Published: 14 April 2011

Abstract

Background

Appetite and energy expenditure are regulated in part by ghrelin and leptin produced in the gastric mucosa, which may be modified by H. pylori colonization. We prospectively evaluated the effect of H. pylori eradication on meal-associated changes in serum ghrelin and leptin levels, and body weight.

Methods

Veterans referred for upper GI endoscopy were evaluated at baseline and ≥8 weeks after endoscopy, and H. pylori status and body weight were ascertained. During the first visit in all subjects, and during subsequent visits in the initially H. pylori-positive subjects and controls, blood was collected after an overnight fast and 1 h after a standard high protein meal, and levels of eight hormones determined.

Results

Of 92 enrolled subjects, 38 were H. pylori-negative, 44 H. pylori-positive, and 10 were indeterminate.

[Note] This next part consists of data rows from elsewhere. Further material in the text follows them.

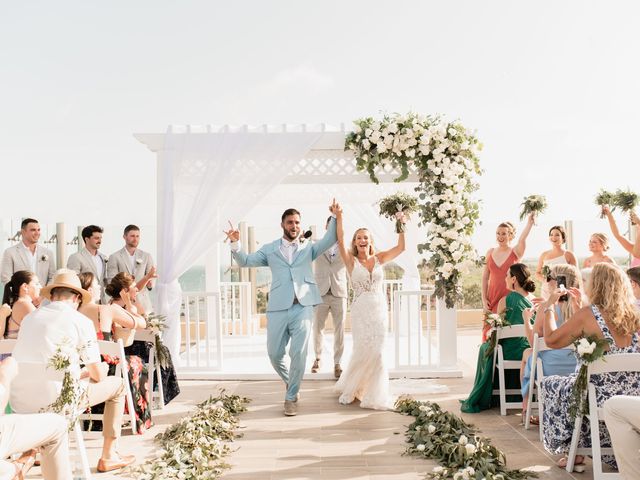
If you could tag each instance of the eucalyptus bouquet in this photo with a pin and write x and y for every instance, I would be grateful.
(588, 350)
(535, 204)
(399, 207)
(156, 324)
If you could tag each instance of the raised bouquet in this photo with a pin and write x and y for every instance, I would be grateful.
(587, 350)
(535, 204)
(156, 324)
(495, 321)
(399, 207)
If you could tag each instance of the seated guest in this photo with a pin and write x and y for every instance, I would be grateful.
(622, 415)
(90, 259)
(554, 362)
(19, 295)
(24, 433)
(520, 284)
(634, 277)
(612, 316)
(41, 332)
(107, 319)
(598, 244)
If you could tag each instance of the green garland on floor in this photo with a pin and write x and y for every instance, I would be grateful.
(195, 447)
(462, 454)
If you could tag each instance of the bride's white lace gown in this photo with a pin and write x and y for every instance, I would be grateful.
(366, 377)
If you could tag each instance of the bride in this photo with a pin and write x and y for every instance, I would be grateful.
(366, 378)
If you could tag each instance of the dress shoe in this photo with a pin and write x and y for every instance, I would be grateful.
(316, 366)
(116, 463)
(290, 408)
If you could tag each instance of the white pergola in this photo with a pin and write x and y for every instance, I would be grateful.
(206, 174)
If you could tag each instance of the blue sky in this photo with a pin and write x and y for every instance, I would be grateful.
(551, 87)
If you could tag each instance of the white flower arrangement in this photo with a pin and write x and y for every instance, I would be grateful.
(445, 157)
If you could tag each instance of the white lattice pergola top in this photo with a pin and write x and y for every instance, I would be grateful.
(325, 163)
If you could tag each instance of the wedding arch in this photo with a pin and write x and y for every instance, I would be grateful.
(206, 175)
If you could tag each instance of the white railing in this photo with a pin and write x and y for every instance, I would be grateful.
(235, 309)
(202, 331)
(413, 337)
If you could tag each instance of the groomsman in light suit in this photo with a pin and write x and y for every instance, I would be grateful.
(331, 277)
(132, 260)
(28, 255)
(292, 296)
(89, 259)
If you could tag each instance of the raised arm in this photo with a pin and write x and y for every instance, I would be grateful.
(347, 257)
(522, 240)
(626, 244)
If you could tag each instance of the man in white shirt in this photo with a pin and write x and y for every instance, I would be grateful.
(90, 259)
(139, 264)
(28, 255)
(41, 333)
(21, 433)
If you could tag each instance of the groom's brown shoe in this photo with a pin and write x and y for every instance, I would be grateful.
(290, 408)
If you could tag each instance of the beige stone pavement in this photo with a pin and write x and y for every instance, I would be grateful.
(331, 441)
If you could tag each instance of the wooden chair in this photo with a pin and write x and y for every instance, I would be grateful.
(511, 331)
(619, 362)
(153, 369)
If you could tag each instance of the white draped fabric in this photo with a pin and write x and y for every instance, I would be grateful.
(206, 178)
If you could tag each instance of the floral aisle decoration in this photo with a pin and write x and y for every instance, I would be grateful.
(398, 207)
(495, 321)
(73, 395)
(533, 204)
(156, 324)
(444, 156)
(462, 454)
(587, 350)
(195, 447)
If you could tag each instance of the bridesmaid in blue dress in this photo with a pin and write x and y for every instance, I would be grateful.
(612, 315)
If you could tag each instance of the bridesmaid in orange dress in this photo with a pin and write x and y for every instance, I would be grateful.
(499, 259)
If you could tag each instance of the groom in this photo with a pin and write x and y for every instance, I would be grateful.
(292, 297)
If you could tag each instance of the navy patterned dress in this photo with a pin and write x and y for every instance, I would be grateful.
(558, 426)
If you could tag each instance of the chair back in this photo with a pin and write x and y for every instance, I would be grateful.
(7, 345)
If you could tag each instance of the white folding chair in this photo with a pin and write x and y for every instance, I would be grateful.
(7, 345)
(619, 362)
(153, 369)
(511, 331)
(116, 349)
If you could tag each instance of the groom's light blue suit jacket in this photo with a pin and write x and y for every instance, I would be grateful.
(289, 281)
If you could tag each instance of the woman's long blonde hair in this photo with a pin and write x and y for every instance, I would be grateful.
(354, 249)
(574, 280)
(610, 290)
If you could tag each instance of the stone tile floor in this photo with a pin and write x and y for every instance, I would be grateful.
(331, 441)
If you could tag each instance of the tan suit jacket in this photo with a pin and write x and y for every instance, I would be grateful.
(15, 258)
(331, 274)
(82, 261)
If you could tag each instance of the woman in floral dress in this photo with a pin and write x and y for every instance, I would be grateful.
(613, 316)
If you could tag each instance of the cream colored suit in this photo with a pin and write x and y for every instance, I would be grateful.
(82, 261)
(16, 258)
(119, 262)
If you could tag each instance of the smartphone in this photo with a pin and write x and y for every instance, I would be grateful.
(562, 280)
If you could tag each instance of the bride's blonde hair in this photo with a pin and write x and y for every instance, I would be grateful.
(354, 248)
(610, 290)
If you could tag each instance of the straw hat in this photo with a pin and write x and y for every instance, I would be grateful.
(67, 279)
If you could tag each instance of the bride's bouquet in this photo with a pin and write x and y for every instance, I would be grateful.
(398, 207)
(535, 204)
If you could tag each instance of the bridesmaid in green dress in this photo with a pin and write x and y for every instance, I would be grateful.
(520, 284)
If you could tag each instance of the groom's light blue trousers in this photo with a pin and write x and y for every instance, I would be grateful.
(293, 324)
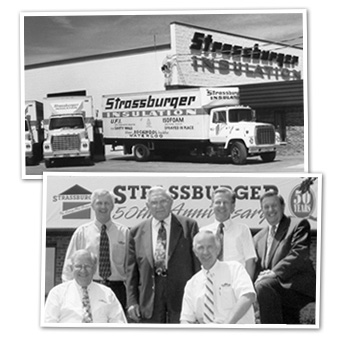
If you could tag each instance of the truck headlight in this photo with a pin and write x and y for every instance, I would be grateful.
(46, 146)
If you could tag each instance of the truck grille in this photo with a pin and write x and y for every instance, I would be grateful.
(265, 135)
(66, 142)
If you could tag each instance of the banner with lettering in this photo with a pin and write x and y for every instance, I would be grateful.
(67, 196)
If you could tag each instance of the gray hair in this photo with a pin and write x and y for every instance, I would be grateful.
(81, 252)
(102, 192)
(208, 233)
(158, 189)
(227, 191)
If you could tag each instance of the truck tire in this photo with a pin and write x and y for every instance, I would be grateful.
(268, 156)
(48, 163)
(238, 153)
(141, 152)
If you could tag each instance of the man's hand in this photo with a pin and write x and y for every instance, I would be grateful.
(134, 312)
(266, 274)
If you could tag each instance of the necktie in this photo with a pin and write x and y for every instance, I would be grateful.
(270, 236)
(104, 258)
(160, 251)
(220, 234)
(87, 316)
(209, 299)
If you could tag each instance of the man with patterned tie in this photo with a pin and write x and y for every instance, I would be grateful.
(222, 292)
(160, 261)
(81, 300)
(108, 240)
(236, 239)
(285, 277)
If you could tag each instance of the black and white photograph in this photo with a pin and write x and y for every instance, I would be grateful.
(172, 172)
(166, 91)
(255, 237)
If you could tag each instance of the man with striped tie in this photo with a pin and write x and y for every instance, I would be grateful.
(105, 238)
(81, 300)
(222, 292)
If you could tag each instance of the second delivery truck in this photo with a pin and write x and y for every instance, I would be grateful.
(199, 121)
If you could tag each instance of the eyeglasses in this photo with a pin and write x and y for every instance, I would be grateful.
(80, 267)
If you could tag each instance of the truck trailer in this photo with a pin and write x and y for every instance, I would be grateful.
(198, 121)
(34, 133)
(69, 129)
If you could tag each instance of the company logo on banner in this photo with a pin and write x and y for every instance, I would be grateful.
(302, 203)
(75, 203)
(71, 207)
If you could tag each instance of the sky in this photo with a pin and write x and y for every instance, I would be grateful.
(51, 37)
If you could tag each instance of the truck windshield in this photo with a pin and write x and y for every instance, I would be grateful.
(238, 115)
(66, 122)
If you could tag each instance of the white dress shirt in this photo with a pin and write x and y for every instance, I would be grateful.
(64, 304)
(230, 281)
(238, 241)
(88, 236)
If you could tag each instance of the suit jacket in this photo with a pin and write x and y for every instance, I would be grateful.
(289, 256)
(182, 264)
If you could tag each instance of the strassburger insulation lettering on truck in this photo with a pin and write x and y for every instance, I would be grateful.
(117, 103)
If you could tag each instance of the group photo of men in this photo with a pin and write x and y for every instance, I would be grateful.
(196, 250)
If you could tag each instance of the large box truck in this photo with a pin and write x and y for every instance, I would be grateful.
(69, 129)
(199, 121)
(34, 133)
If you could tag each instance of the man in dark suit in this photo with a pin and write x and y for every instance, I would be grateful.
(160, 262)
(286, 279)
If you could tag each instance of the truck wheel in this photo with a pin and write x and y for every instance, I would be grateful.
(48, 163)
(238, 153)
(141, 152)
(268, 156)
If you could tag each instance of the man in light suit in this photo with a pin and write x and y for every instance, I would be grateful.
(286, 279)
(160, 262)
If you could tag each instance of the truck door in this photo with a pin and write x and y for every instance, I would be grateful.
(218, 127)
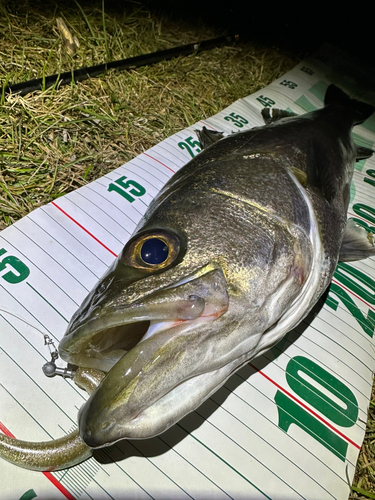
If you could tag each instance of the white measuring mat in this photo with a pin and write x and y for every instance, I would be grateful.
(288, 425)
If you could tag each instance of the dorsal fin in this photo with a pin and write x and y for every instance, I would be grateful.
(274, 114)
(318, 173)
(360, 110)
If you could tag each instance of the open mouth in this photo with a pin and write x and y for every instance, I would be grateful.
(151, 353)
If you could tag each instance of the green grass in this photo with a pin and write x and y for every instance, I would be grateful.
(58, 140)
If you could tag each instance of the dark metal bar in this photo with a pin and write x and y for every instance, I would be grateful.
(80, 74)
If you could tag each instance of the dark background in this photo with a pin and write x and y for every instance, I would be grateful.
(299, 29)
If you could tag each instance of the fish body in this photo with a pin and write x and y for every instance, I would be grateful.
(233, 252)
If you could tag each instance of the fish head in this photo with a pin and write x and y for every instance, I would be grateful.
(184, 305)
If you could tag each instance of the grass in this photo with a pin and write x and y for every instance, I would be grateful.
(59, 139)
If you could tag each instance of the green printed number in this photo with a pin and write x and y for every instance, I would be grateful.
(355, 280)
(192, 146)
(305, 377)
(371, 173)
(28, 495)
(358, 283)
(266, 101)
(237, 120)
(307, 70)
(128, 189)
(16, 270)
(289, 84)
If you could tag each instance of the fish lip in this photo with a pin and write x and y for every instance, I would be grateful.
(157, 357)
(72, 345)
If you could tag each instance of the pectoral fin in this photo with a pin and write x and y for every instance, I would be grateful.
(357, 243)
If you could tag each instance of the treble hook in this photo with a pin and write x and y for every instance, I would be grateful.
(50, 369)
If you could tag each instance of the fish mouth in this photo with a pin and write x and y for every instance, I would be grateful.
(155, 354)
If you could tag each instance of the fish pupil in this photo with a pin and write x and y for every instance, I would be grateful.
(154, 251)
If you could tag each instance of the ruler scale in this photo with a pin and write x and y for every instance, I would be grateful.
(289, 424)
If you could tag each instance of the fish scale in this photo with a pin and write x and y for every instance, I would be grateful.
(254, 226)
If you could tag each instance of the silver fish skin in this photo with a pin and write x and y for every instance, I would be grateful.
(233, 253)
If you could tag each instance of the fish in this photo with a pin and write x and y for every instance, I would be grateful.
(234, 252)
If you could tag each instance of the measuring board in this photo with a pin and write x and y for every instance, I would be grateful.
(289, 424)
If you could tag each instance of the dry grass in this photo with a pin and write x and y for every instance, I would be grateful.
(55, 141)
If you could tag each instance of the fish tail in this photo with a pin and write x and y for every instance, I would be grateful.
(360, 110)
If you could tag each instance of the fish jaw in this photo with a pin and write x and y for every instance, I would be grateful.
(162, 357)
(155, 385)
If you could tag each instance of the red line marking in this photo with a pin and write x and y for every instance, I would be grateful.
(306, 407)
(152, 158)
(48, 475)
(355, 295)
(84, 229)
(207, 125)
(59, 486)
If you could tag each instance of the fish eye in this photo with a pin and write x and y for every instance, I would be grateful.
(152, 251)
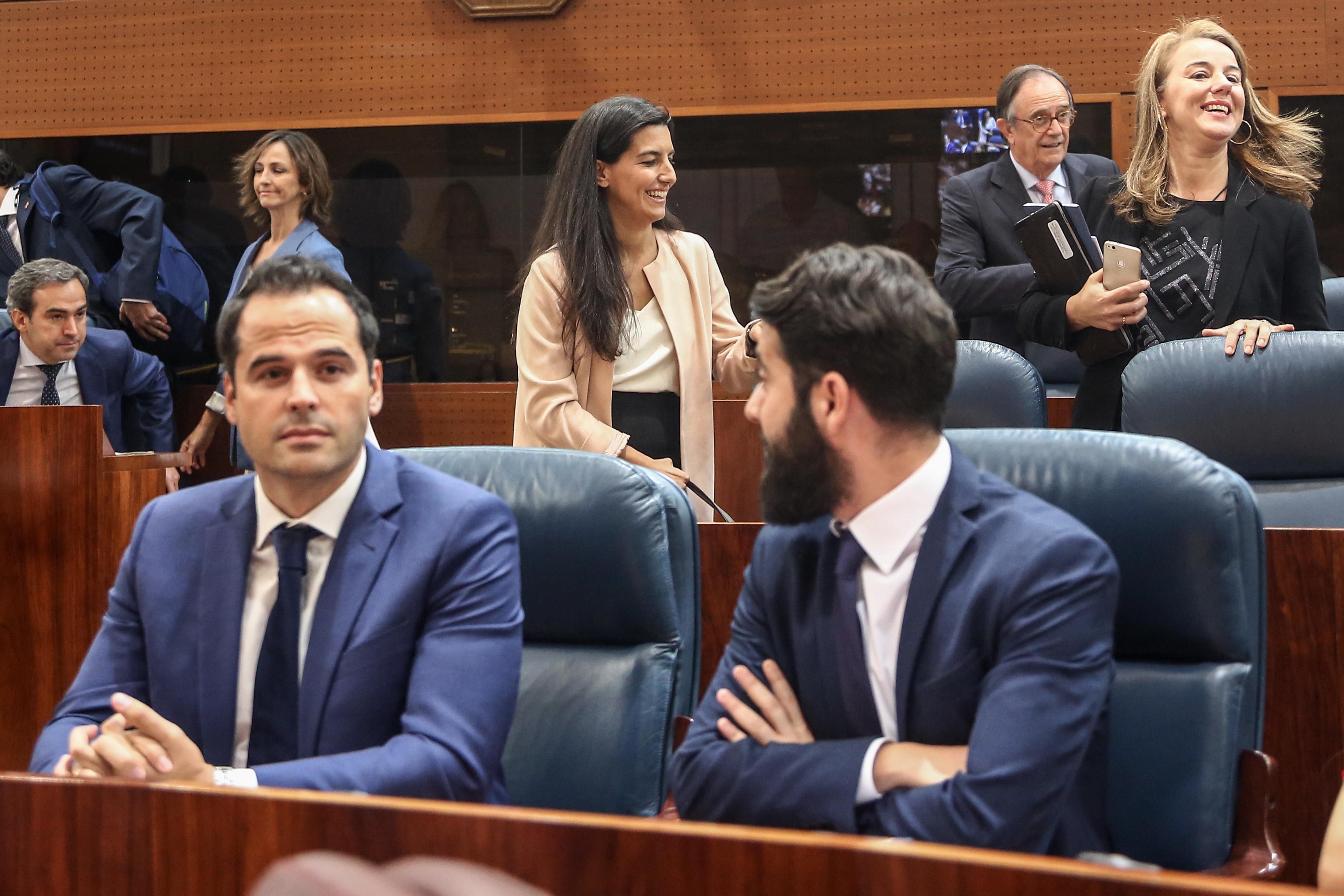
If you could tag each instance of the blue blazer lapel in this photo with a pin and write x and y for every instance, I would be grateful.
(220, 594)
(9, 358)
(947, 535)
(357, 559)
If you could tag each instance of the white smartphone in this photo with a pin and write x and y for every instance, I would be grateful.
(1120, 265)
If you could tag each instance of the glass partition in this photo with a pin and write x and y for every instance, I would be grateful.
(436, 221)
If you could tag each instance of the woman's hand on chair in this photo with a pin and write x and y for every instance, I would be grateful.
(1257, 334)
(663, 465)
(1104, 308)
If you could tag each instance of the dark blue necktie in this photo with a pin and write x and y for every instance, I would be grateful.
(49, 391)
(855, 688)
(275, 731)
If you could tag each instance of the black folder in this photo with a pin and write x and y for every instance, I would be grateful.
(1060, 248)
(1064, 253)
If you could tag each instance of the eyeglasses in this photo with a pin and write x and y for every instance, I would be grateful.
(1041, 124)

Among 23 H. pylori-positive subjects who completed evaluation after treatment, 21 were eradicated, and 2 failed eradication. After a median of seven months following eradication, six hormones related to energy homeostasis showed no significant differences, but post-prandial acylated ghrelin levels were nearly six-fold higher than pre-eradication (p = 0.005), and median integrated leptin levels also increased (20%) significantly (p < 0.001). BMI significantly increased (5 ± 2%; p = 0.008) over 18 months in the initially H. pylori-positive individuals, but was not significantly changed in those who were H. pylori-negative or indeterminant at baseline.

Conclusions

Circulating meal-associated leptin and ghrelin levels and BMI changed significantly after H. pylori eradication, providing direct evidence that H. pylori colonization is involved in ghrelin and leptin regulation, with consequent effects on body morphometry.